According to the governor's office, the National Weather Service has issued alerts including severe thunderstorm warnings, tornado watches, tornado warnings, flood warnings and flash flood watches for much of the southern portion of the State.
The KATC weather team is reporting more thunderstorms are expected this evening and through Tuesday morning for much of the Acadiana area.
“We urge our neighbors to heed the warnings and stay prepared,” said Bobbi Zaunbrecher, executive director for the Red Cross in Acadiana and Southwest Louisiana. “With a few extra steps ahead of time, you can help ensure that your household and loved ones know what to do and where to go.”
Even as severe weather still threatens, Red Cross volunteers will continue to assess damages and determine needs on an individual basis and begin offering services.
"When severe weather warnings are issued, people should move to a small windowless interior room or hallway on the lowest level of a sturdy building," warned Nancy Malone, public affairs director for the Louisiana Region Red Cross.
The Red Cross offered the following tips to help you weather the storm.
If the power goes out, people should:
- Use flashlights instead of candles;
- Keep refrigerator and freezer doors closed as much as possible; and
- Make sure generators are placed outside the home and away from doors, windows and vents that could allow carbon monoxide to come indoors.
During flood warnings, people should:
- Stay away from flood waters.
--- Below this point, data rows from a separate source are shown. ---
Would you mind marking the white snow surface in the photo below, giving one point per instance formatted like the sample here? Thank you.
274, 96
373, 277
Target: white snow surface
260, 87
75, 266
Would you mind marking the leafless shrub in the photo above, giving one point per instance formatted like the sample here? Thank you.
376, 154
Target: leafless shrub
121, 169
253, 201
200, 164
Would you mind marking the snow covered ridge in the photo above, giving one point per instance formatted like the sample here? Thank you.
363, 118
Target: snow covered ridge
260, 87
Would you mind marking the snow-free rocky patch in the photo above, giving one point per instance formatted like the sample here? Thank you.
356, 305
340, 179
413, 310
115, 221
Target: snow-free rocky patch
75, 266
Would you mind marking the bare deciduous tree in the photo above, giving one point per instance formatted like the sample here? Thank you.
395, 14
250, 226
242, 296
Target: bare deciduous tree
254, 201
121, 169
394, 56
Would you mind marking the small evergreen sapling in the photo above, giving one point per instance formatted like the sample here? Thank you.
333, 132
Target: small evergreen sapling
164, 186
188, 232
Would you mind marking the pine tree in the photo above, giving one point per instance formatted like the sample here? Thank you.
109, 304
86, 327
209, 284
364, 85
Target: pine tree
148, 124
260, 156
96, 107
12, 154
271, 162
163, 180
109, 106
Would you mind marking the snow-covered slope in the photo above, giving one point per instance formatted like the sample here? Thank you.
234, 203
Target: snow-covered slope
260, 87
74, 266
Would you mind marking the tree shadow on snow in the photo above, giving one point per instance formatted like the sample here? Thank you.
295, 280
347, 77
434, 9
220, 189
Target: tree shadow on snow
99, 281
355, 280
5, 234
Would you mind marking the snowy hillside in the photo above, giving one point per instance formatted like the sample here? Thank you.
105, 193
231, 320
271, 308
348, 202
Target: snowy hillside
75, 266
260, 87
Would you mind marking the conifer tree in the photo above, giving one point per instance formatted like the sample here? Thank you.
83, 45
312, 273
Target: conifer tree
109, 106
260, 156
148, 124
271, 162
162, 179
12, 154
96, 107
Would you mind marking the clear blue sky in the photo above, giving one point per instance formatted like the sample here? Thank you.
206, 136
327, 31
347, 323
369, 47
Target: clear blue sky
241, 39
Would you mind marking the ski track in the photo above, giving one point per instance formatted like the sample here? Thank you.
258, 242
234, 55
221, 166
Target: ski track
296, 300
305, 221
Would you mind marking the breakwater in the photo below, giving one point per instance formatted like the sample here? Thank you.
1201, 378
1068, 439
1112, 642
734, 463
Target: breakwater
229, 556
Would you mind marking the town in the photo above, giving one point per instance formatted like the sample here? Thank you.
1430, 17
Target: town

If you come upon a flowing stream where water is above your ankle, stop, turn around and go another way. If you come upon a flooded road while driving, turn around and go another way. If you are caught on a flooded road and waters are rising rapidly around you, get out of the car quickly and move to higher ground. Most cars can be swept away by less than two feet of moving water.
- Keep children and pets out of the water, as they are curious and can be harmed by flowing or contaminated water.
- Be especially cautious at night when it is harder to recognize flood danger.